A shareholders agreement is fundamentally important to your business. There are numerous issues that can arise that can give rise to serious disputes between shareholders and more often than not, shareholder disputes can jeopardise the entire business. It is also vital that a shareholders agreement is concluded in conjuction with the Memorandum of Incorporation for the Company, particularly as the Companies Act 2008 provides that in relation to certain vital aspects a Memorandum of Incorporation will override and take precedence over a shareholders agreement.
A share buy back agreement is concluded when the company buys back some of its shares. These agreements require compliance with the company’s Memorandum of Incorporation as well as the Companies Act, 2008. This particular agreement includes a restraint of trade in terms whereof the seller of the shares undertakes to not compete with the Company.
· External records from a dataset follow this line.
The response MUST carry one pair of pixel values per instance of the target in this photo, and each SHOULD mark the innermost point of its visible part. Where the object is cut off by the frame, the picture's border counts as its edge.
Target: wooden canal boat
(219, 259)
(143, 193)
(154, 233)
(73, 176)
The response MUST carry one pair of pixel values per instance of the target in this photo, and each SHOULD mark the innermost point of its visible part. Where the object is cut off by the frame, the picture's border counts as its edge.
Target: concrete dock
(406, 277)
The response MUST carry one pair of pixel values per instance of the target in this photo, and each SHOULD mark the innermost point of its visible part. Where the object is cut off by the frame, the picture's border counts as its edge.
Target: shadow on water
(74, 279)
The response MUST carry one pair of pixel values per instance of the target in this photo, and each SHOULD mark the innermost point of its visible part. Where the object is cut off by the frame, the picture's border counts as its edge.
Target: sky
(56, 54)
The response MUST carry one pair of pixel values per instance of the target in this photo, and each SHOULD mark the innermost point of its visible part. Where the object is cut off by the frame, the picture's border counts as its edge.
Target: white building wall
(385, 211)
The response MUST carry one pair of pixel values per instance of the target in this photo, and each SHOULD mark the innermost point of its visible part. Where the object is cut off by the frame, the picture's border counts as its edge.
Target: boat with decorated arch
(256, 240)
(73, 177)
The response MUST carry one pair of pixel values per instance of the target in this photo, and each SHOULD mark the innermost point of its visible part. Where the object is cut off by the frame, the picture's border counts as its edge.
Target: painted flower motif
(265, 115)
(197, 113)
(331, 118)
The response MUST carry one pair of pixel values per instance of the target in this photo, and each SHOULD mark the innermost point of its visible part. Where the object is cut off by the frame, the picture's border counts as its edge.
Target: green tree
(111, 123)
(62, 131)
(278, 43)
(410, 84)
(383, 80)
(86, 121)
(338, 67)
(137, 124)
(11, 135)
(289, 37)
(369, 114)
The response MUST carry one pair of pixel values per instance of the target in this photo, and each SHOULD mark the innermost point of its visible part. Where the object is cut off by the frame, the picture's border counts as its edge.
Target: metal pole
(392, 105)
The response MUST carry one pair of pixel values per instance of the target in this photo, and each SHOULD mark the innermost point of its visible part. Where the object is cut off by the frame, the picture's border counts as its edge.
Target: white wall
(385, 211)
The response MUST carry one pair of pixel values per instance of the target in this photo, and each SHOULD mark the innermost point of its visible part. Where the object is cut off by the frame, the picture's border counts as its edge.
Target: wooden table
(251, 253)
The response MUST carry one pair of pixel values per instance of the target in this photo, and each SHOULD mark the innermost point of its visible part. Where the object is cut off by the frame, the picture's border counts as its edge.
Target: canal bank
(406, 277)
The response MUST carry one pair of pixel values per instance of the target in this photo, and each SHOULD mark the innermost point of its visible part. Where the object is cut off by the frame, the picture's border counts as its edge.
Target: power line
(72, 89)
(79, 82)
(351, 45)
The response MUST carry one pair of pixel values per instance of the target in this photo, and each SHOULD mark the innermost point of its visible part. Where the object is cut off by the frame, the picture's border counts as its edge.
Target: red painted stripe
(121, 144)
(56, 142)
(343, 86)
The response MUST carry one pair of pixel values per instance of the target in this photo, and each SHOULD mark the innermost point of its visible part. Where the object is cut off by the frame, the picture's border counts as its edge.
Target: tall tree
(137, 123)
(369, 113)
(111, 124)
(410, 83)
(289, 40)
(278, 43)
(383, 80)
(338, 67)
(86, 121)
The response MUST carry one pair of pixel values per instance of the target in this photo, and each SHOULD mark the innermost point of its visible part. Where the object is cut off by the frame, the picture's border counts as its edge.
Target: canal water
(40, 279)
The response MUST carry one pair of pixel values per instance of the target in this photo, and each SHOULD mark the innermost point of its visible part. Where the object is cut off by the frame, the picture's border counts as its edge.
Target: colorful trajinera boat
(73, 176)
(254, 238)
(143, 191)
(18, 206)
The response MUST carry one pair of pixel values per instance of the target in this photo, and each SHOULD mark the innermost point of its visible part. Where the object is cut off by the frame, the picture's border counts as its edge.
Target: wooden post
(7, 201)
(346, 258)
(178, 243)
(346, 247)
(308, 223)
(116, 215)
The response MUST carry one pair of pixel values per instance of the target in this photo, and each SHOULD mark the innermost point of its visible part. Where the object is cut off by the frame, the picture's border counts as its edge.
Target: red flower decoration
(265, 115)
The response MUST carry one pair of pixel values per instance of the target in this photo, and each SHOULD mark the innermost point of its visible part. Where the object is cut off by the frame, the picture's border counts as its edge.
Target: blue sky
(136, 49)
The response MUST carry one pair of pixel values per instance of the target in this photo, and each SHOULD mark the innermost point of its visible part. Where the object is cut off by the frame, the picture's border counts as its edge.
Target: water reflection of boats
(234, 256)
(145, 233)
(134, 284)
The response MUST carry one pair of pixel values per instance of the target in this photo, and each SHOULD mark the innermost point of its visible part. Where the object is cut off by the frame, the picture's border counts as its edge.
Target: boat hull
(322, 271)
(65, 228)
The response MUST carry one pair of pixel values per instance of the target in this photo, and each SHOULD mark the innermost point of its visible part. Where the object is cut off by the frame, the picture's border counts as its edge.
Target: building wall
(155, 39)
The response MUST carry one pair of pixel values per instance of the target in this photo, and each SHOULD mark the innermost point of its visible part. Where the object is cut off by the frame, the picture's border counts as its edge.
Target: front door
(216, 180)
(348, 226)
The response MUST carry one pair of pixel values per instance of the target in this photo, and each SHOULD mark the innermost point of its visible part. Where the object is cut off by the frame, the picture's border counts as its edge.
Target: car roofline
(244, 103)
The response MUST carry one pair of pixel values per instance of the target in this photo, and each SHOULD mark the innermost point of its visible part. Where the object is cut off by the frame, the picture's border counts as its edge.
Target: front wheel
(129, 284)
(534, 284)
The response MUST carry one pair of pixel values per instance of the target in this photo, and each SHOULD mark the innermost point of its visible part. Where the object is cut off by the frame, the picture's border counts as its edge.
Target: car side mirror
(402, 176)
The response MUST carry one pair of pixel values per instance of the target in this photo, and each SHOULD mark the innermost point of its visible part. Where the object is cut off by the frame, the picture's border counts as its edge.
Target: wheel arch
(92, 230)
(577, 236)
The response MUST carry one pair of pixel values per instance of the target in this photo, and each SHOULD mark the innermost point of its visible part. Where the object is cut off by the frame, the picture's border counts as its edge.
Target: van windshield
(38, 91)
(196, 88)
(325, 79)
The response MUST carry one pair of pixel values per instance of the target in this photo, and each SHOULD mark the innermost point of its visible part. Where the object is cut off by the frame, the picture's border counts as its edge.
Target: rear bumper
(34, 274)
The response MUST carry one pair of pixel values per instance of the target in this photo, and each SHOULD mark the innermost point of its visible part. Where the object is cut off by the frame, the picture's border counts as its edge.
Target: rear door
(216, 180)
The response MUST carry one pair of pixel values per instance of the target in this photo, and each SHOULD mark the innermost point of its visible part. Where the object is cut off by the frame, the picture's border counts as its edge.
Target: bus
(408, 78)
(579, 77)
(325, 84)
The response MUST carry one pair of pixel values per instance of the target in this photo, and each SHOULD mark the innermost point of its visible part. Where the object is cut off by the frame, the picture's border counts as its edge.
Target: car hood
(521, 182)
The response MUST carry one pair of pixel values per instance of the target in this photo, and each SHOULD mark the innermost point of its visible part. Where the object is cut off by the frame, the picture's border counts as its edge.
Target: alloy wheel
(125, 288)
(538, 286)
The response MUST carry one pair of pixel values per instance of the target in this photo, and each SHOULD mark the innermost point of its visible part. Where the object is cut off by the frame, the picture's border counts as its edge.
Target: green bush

If you are purchasing or selling an interest in a close corporation, then this is the correct document for you. Much like the purchase and sale of shares in a company, these can be complex transactions that are often prone to disputes. A written agreement regulating matters like the purchase price, payment details, confidentiality, dispute resolution, etc is critical.
When appointing a non-executive director – it is strongly recommended that a written contract is put in place. This ensures that the non-executive director’s obligations are outlined, that the termination provisions are clear and that the remuneration is properly documented.